'Any sort of school should avoid linguistic apartheid.'
Inuit language thrives in Greenland
NUUK – You can find a copy of Harry Potter, translated in Greenlandic, at the local library of Greenland's capital.
Also available are the translated works of William Shakespeare, Charles Dickens and Ernest Hemingway.
Fifty Greenlandic publications are produced each year, says Carl Christian Olsen, head of Greenland's language secretariat and chair of the languages commission. About 17 of those are literature or poetry.
Such is the benefit of having a long history of written materials, dating back to Greenlandic bibles written by visiting missionaries in the 18th century.
While Inuit in Nunavut were punished for speaking Inuktitut in residential schools, Greenland has a long history of teaching Greenlandic in schools, since the early 20th century.
It's also a consequence of having those missionaries decide that the language ought to be written with standard Roman orthography, rather than the more-difficult-to-reproduce syllabic system popularized by missionaries in Canada's eastern Arctic.
Having money to translate and print such books helps, too.
Olsen says he's disappointed that Canada, a country of "enlightened people," doesn't give Inuktitut the same sort of language funding that French receives as an official language.
Some in Nunavut fear that Inuktitut, and particularly Inuinaqtun, are dying. There are no such fears in Greenland.
On the streets of Nuuk, Greenlandic is often spoken by children, who all seem to carry cellphones. They send text messages to one another, in both abbreviated Danish and Greenlandic, shortening words like qujanaq, or thank you, to qujan.
Olsen recalls how, in the 1960s and 1970s, elders in Greenland feared their language would be lost. They noticed their children spoke words differently.
But they needn't have feared, Olsen said. Such changes are natural for languages. An unchanging language is a dead one.
Today, the vast majority of Greenlanders – 92 per cent – are fluent in their native tongue, while 62 per cent are also fluent in Danish, according to the Survey of Living Conditions in the Arctic, published this March.
"Thirty years ago, you wouldn't find any Greenlander speaking English, and very few speaking Danish," Olsen said.
Until around the 1990s, Danish and Greenlandic children were taught in separate kindergarten classes. Now, there is a push towards integration, to ensure that children can speak both languages, Olsen said.

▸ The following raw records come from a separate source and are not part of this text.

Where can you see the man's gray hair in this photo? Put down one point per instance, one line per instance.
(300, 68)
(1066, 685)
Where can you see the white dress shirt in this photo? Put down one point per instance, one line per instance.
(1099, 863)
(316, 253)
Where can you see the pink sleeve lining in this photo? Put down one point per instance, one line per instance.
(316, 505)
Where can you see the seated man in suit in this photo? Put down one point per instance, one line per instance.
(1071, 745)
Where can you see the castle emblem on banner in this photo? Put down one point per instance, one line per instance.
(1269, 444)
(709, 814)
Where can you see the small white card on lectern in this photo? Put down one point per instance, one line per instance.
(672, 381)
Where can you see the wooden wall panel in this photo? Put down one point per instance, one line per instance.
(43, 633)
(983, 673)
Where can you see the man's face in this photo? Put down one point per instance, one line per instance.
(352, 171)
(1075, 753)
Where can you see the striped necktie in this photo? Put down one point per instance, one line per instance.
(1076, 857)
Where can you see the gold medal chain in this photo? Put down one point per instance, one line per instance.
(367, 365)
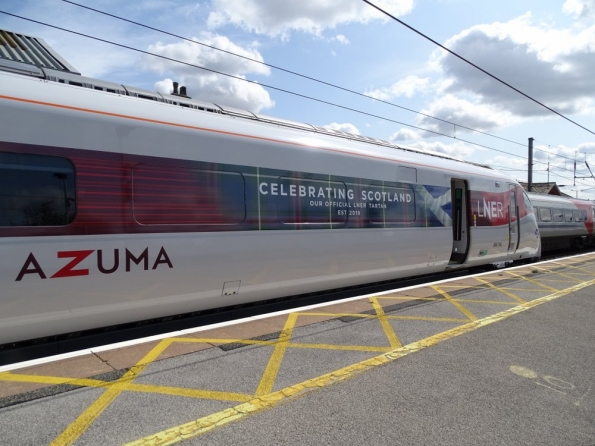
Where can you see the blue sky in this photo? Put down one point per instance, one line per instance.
(544, 48)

"Any sort of school should avoid linguistic apartheid," he said.
Greenland also has a standard dialect – west Greenlandic – which is used to produce all publications and teaching materials.
It sometimes produces bizarre results. On Greenland's east coast, children are taught the western dialect in the classroom, while continuing to speak the eastern dialect in their homes.

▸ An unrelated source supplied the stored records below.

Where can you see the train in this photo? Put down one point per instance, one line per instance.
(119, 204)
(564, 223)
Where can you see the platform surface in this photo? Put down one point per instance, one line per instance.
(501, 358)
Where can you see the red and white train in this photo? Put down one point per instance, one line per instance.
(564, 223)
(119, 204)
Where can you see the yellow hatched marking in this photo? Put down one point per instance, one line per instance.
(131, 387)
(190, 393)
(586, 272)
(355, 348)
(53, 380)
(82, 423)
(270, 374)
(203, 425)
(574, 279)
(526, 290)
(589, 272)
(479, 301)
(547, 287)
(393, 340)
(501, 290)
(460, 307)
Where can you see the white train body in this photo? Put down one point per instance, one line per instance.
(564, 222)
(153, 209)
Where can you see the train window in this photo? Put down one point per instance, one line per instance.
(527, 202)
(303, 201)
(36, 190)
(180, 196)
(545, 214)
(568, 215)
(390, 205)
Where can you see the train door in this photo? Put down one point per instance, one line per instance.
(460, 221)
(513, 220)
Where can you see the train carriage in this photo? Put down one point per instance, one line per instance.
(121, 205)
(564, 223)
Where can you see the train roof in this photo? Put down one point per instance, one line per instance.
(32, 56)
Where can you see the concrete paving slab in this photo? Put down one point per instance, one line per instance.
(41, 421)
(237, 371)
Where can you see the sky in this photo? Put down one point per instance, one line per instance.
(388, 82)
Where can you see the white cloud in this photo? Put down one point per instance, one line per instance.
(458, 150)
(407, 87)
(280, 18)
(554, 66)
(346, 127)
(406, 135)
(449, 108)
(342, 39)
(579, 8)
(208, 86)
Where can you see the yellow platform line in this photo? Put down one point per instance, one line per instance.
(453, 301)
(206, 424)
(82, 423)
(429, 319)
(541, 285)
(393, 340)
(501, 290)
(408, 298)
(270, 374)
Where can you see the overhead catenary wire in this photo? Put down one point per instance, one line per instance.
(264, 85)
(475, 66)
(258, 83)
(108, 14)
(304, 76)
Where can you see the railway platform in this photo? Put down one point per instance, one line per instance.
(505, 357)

But at least there's a standard. In Nunavut, although the Igloolik dialect is the de facto standard, no leader has been willing to make such a decision, for fear of alienating communities.
As a result, translated materials in Nunavut vary in dialect from government department to department.
Beyond books, Greenlandic is practiced in a lively music scene, ranging from soulful Greenlandic folk tunes to jazz to gangsta rap.
But Greenlanders also enjoy art produced by their Canadian neighbours. They listen to Nunavut's Susan Aglukkaq, and Nunavik's Taima. And their struggling film industry has yet to produce anything as successful as Igloolik Isuma Productions.